Il faut faire justice d’une légende à propos du graphisme de Jacobs : celui-ci, même s’il utilise des photographies, ne dessine pas photographiquement : il élague, il déforme, il épure (comme en témoigne le travail réalisé à partir des documents sur Londres pour La Marque Jaune). Ce n’est pas non plus un besogneux : ses couvertures et illustrations au crayon Conté en font foi. Seul le souci de la perfection le pousse à accumuler les calques.

Comme on dit dans le métier, Jacobs ne travaille pas « par le petit coté ». Lorsqu’on regarde une planche originale noire, grand format, on est frappé par la vigueur du trait, l’absence de fioritures. Si l’auteur schématise parfois la silhouette d’un corps ou la représentation d’un décor, c’est pour donner un maximum d’impact à l’image. Seul l’essentiel doit être dit, afin de ne pas distraire le lecteur par des détails superflus. La lisibilité est la règle d’or de la bande dessinée et bien des dessinateurs se sont fourvoyés dans ce domaine en voulant trop montrer leur savoir-faire.

Une planche crayonnée de La Marque Jaune

3. Les récitatifs

Les récitatifs sont indispensables dans la conception qu’a Jacobs de la bande dessinée. Ces textes servent à exprimer les émotions qui ne peuvent être traduites par le dessin et surtout à créer un climat qui est particulier à l’œuvre de Jacobs. C’est la partie la moins bien comprise du travail de l’auteur car la plupart des gens pensent qu’il décrit le dessin comme beaucoup d’autres. Ce genre de redondance est assez rare chez lui. Il suffit de lire le premier récitatif de La Marque Jaune pour détromper les plus sceptiques. On remarquera au passage la qualité littéraire du texte de Jacobs, merveilleux conteur, qui prend le lecteur et ne le lâche plus, comme savait le faire Jean-Pierre Melville au cinéma (il y a d’ailleurs bien des points communes entre les deux créateurs : ambiance, harmonies colorées limitées à quelques tons, etc.). Voici ce texte : « Big Ben vient de sonner une heure du matin. Londres, la gigantesque capitale de l’Empire britannique, s’étend vaste comme une province, sous la pluie qui tombe obstinément depuis la veille. Sur le fond du ciel sombre la Tout de Londres, cœur de la « City » , découpe sa dure silhouette médiévale… ». En plus de sont style, ce texte est riche en renseignement et nous eûmes la confirmation, en nous égarant dans Londres en voiture, que la capitale était bien « vaste comme une province » !…

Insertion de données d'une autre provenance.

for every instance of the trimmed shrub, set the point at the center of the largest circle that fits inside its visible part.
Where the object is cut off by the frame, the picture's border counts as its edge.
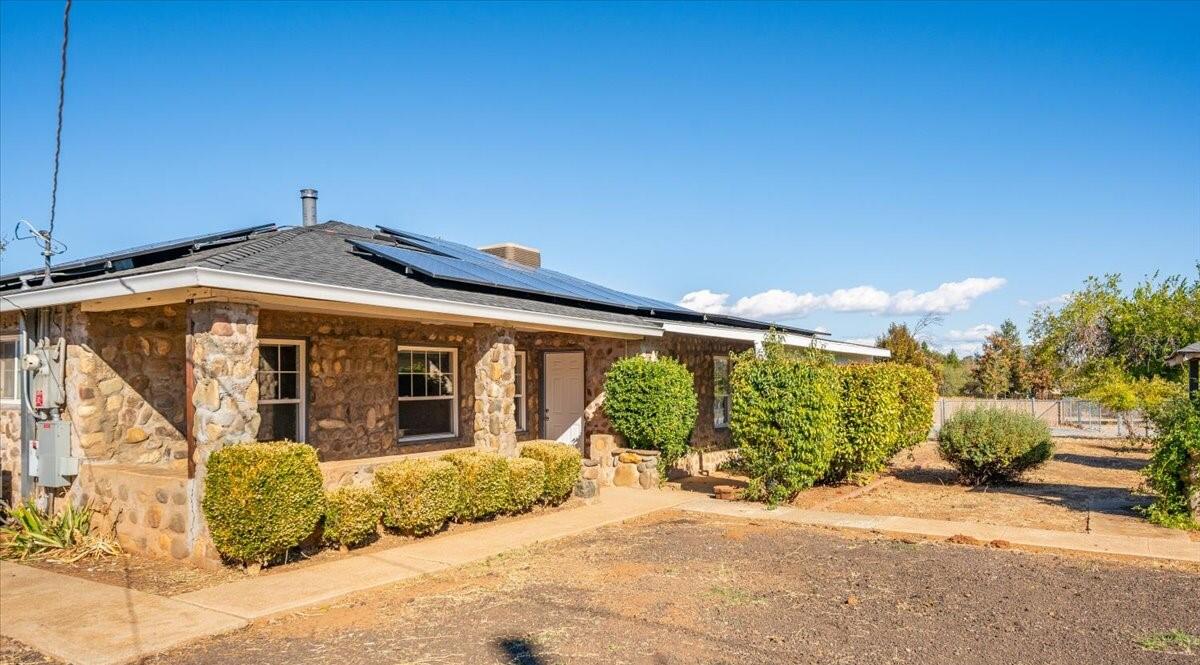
(484, 487)
(563, 465)
(784, 418)
(991, 444)
(918, 394)
(870, 420)
(652, 403)
(262, 499)
(418, 496)
(527, 483)
(352, 515)
(1174, 469)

Un autre exemple toujours extrait de La Marque jaune (il s’agit de Blake qui s’adresse à la « Marque Jaune) : « Tout en continuant d’une voix monocorde … ». On voit mal comment on pourrait rendre cette phrase par le dessin !

Il y a donc la volonté de donner à la bande dessinée une dimension « sonore ». ainsi, dans le Piège Diabolique, on peut lire : « … Il vient de percevoir, clairement répercuté par la muraille, le bruit de pulsation qu’il a déjà entendu… ».

On pourrait ainsi multiplier les exemples.

4. Les dialogues

En ce qui concerne les dialogues, ils sont tout aussi attachants et remarquablement écrit. Entendre au « Bois-des-pauvres » la version radiophonique du Piège Diabolique, en particulier le texte du docteur Focas, dit par Jean-Pierre Marielle, qui évoque les conflits abominables du XXIe siècle, provoque un effet saisissant. Pourtant, pas un mot du texte original n’a été enlevé pour l’adaptation. Pour essayer de sonoriser ses dialogues et « évoquer les vibrations de la voix », Jacobs utilise un trait tremblé !

5. La couleur

Quant à la mise en couleurs très particulière de Jacobs, elle renforce la narration et, là encore, notre auteur fut un novateur mal compris. Certaines harmonies colorées ont bien été reprises par de nombreux confrères, mais cela ne demeure que du joli coloriage. Chez Jacobs, c’est tout autre chose ; c’est ce que nous avons essayé de montrer au cours d’une conférence audiovisuelle qui eut lieu au Musée des Arts décoratifs de Paris, le 12 avril 1968. Voici le texte de cette intervention relatif à l’importance de la couleur dans l’œuvre de Jacobs.

Aussi loin que Jacobs remonte dans le temps, le lieu ainsi que l’ambiance, semblent avoir toujours exercé sur lui une puissante influence. Encore maintenant, il est particulièrement sensible au milieu et celui-ci détermine souvent le point de départ d’une séquence ou d’une idée.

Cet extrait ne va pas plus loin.